The “overseas Chinese” have been a presence in Asia for centuries. But until now the Chinese government was never much concerned with them. China was never, until the late 20th century, a major international trading power. Now China is and it is spending heavily to finance the migration of more Chinese to settle in foreign lands, and never forget where they came from. For those who do, when the motherland calls, the Chinese government will remind the unwilling that they still have kin or other links back in China and how shameful would it be if this lack of cooperation became known.

China is also involved in wars most people, including most Chinese, are unaware of. For example there is Chinese media support for Iran backed Shia rebels in Yemen.
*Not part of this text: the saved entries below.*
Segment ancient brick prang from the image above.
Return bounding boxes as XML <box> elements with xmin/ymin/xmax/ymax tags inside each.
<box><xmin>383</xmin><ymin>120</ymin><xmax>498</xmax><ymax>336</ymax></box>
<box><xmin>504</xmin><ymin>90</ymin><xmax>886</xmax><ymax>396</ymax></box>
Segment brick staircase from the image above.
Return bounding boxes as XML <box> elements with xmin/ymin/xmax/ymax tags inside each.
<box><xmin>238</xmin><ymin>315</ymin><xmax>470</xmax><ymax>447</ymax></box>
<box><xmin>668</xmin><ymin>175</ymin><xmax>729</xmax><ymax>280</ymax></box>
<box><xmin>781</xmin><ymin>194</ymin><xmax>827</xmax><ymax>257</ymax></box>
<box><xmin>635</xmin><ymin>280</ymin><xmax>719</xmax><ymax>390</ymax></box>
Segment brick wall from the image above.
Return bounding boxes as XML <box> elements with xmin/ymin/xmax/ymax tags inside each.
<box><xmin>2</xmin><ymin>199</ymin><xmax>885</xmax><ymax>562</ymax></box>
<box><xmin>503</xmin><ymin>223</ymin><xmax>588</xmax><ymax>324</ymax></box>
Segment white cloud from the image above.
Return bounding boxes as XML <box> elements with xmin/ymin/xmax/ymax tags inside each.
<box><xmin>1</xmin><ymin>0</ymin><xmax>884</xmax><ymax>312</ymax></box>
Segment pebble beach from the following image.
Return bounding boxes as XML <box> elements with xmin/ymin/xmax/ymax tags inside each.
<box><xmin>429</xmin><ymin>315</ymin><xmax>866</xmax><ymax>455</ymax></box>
There Saudi Arabia has organized a coalition of local nations to provide air and ground support for the Yemen government against the rebels. China has long backed Iran and in Yemen the rebels know that the popular support in the Gulf oil states for participation in the Yemen war would rapidly erode if there were a lot of casualties among their troops. So far the rebels have been right about this. Yet the Saudis cannot afford to leave a hostile Iranian-supported enclave on their southwestern border and it appears the Saudis feel they have to do whatever it takes to prevent the Iran backed Shia rebels from remaining active. Meanwhile Iran continues to back the rebels, especially when it comes to propaganda. Iran and its allies Russia and China are all using their state controlled media to make the Yemen rebels look more successful than they actually are. Iran continues trying to smuggle in weapons and military supplies. Some of those efforts appear to be succeeding. Most Chinese never notice that the local state controlled media is distorting what is going on in Yemen to favor the rebels there. But those outside China who have free access to all news sources can’t miss it.

North Korea

The impact of China enforcing all the UN trade sanctions against North Korea has, after four months, caused serious shortages of foreign currency. This is how you measure the true impact of any sanctions on North Korea and you know the sanctions are bad when Chinese exporters of consumer goods for the North Korean ruling class (two or three percent of the population, including immediate family, who run the government, universities, research centers and security forces) are now demanding cash in advance. China is the main access point for the thousands of luxury items North Korea imports each month to keep their ruling class content and willing to do what it takes to keep the Kim dynasty in power. There are numerous reports from China about exporters losing sales of these goods to North Korea because bills are not being paid. So suppliers are demanding cash now and the North Koreans don’t have it. The Chinese suppliers are complaining to anyone who will listen because this trade with North Korea is big business in some Chinese cities on the border. North Korea is desperate and North Korean leaders are willing to do almost anything to mend relations with China. “Almost” may not be enough unless North Korea agrees to adopt a market economy to the extent that China has. China, however, is willing to be more flexible on that if North Korea will cooperate in other ways. North Korean officials were recently told, privately, that all would be well if North Korea got rid of its nuclear weapons and its nuclear weapons development program. So far the north is not interested.